Writing for the unanimous court, Justice Sonia Sotomayor said that medical researchers and the FDA often reach initial conclusions based on evidence that is not statistically significant.

Drug manufacturers do not have to report every adverse event, she said. "Something more" is required, but she said there was plenty of that "something more" in this case.

The allegations here, viewed as a whole, said Sotomayor, suggest "a significant risk to the commercial viability of Matrixx's leading product."

What's more, she said, the allegations, taken collectively, suggest that "Matrixx elected not to disclose the reports of adverse events not because it believed they were meaningless but because it understood their likely effect on the market."

Experts on both sides of the case agreed Tuesday's ruling was a clear defeat not just for Matrixx but for corporate America.

"The decision will make compliance with the securities laws more difficult" for corporations, said James Martin, who filed a brief in the case on behalf of lawyers who represent corporations.

This is "a classic access to justice kind of case," said David Frederick, who argued and won the case on behalf of the investors in Tuesday's case. "The court has let the courthouse doors remain open for these kinds of claims."

The decision may have come as a surprise to those who view the current court as pro-business. But Columbia law professor John Coffee, a securities law expert, says the business community tried to push the envelope too far.

"What this case shows is while the Supreme Court may be pro-business, they are not the running dogs" of the corporate community, he says. "They are not going to change ... settled law."

The case now goes back to the lower courts for trial. Since it was first brought, hundreds of personal injury suits have been filed against Matrixx alleging a loss of smell; some have been settled while others are still pending.

In the years since this case was filed, the FDA has ordered the problem products taken off the market, and Matrixx has been bought by private investment firm H.I.G. Capital LLC.

Worker Complaints

In a second decision Tuesday, the court ruled that workers do not have to make written complaints about unlawful wage-and-hour practices in order to be protected from retaliation by their employers.

Kevin Kasten voiced complaints to a shift supervisor at Saint-Gobain Performance Plastics that the company was placing time clocks in a location that illegally prevented workers from getting paid for the time they spent putting on and taking off their work gear.

Kasten says he was fired in retaliation for his complaints.
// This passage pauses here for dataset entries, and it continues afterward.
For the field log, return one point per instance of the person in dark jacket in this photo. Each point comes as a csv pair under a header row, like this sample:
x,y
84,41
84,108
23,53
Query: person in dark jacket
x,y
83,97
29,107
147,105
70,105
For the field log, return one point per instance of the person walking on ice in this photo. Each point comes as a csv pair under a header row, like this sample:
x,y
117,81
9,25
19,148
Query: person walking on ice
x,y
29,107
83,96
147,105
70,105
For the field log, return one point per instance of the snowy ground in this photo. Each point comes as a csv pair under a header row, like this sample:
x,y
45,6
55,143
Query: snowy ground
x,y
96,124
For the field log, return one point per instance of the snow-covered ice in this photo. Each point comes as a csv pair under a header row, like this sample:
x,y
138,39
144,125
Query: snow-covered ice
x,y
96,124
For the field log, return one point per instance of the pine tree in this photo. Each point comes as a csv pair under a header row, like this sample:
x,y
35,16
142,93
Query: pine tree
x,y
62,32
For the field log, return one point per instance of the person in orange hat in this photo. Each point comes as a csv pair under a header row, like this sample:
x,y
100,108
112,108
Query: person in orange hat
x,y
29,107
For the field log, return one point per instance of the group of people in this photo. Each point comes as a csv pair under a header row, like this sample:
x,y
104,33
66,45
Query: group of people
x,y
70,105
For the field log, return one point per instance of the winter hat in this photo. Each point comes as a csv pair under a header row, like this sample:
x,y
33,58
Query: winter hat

But two lower courts ruled that an employee must file a written complaint in order to get protection from retaliation.

By a 6-2 vote, the Supreme Court disagreed.

Writing for the majority, Justice Stephen Breyer said that employees who make a formal complaint, even if it is oral, are protected from retaliation by federal labor laws.
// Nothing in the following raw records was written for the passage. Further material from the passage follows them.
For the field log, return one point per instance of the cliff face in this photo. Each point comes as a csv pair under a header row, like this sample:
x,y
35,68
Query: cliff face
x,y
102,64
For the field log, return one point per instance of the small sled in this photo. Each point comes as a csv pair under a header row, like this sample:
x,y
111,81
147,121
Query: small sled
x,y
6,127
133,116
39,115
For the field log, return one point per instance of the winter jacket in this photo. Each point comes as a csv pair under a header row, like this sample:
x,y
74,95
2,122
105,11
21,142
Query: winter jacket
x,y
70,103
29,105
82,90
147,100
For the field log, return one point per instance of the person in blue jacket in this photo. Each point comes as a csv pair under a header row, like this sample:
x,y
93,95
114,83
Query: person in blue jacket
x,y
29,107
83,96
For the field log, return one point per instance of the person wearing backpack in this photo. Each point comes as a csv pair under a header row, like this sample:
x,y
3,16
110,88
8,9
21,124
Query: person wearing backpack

This broader interpretation is more consistent with the objectives of the federal wage-and-hour laws, he said, because it protects "those who would find it difficult to reduce their complaints to writing, particularly the illiterate, less educated, or overworked workers."

Justices Antonin Scalia and Clarence Thomas dissented from the opinion. They believed that neither oral nor written complaints to employers were protected. Instead, they would have ruled that only those employees who file "an official grievance ... with a court or agency" are protected from retaliation.